I am about half way through my novel-in-progress, The Eye of Krasis, and have gotten bogged down in the dreaded swamp of the sagging middle. I don’t know where the story should go next. I am more of a pantser* than a plotter, so I’m happy to let my characters tell me what they’re going to do next. But I feel a certain responsibility as the author to have some idea about where the story is going.

I was gasping away on the stationary bicycle in the work room, reading Story Trumps Structure by Steven James, when ran across this quote by the inimitable Anne Lamont:

    You don’t have to see where you’re going, you don’t have to see your destination or everything you will pass along the way. You just have to see two or three feet ahead of you. This is right up there with the best advice about writing, or life, I have ever heard.

This comes from her book Bird By Bird, which is ostensibly about writing and the writing life, but as is often then case with Lamont, wanders into meditations on life itself.

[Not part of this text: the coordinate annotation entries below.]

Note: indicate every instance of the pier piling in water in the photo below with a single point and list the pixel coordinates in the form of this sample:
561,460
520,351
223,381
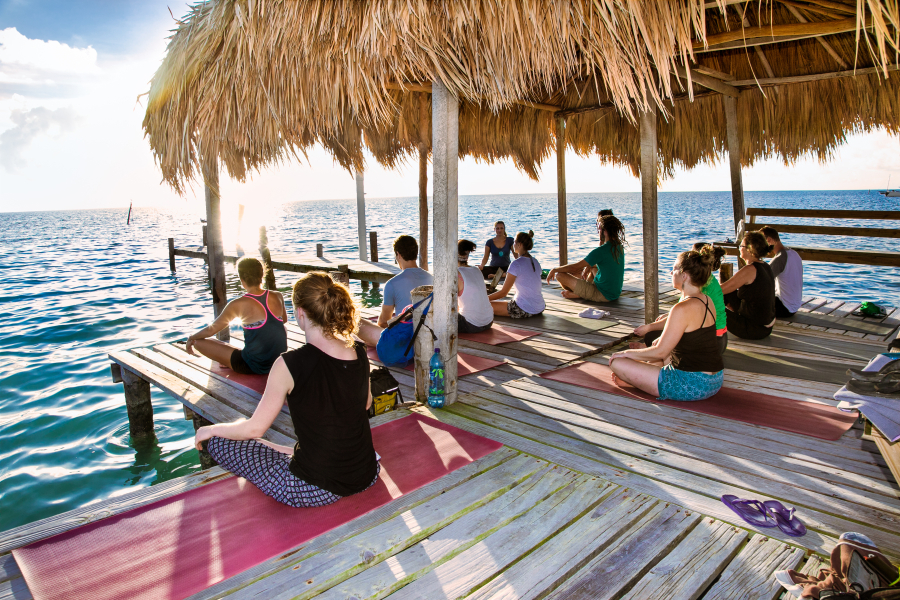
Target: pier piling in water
206,460
137,402
373,245
424,344
267,258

An author doesn’t have to see where the story is going. The characters will tell him, one step at a time. He just has to listen to them; trust them. I have already written the last scene to The Eye of Krasis. And I have several key scenes in mind that the characters haven’t gotten to yet. But then, they may not get to any of those scenes. I will throw obstacles in their path to nudge them in the direction I want to go, but here’s the thing about characters that have taken on a life of their own: they sometimes react in unexpected ways. Those are the times when writing becomes exhilarating.

Life throws obstacles in our path. Sometimes our own reactions surprise us. Like the time the college I was teaching at closed its doors due to financial difficulties, and I found myself and my young family stuck in Western Massachusetts in the middle of a New England winter with no income. Two opportunities soon presented themselves. The first was in a little town in Virginia. The second was in New Zealand. So off to New Zealand we went. I never could have planned that.

* For those of you who are not writers, a pantser is a someone who doesn’t spend much time planning out a novel, preferring to give his creative side free reign to go where it will; a plotter is someone who carefully plots out the entire novel before he starts writing, and tends to stick with his plan. Writers generally fall somewhere on the continuum between the two.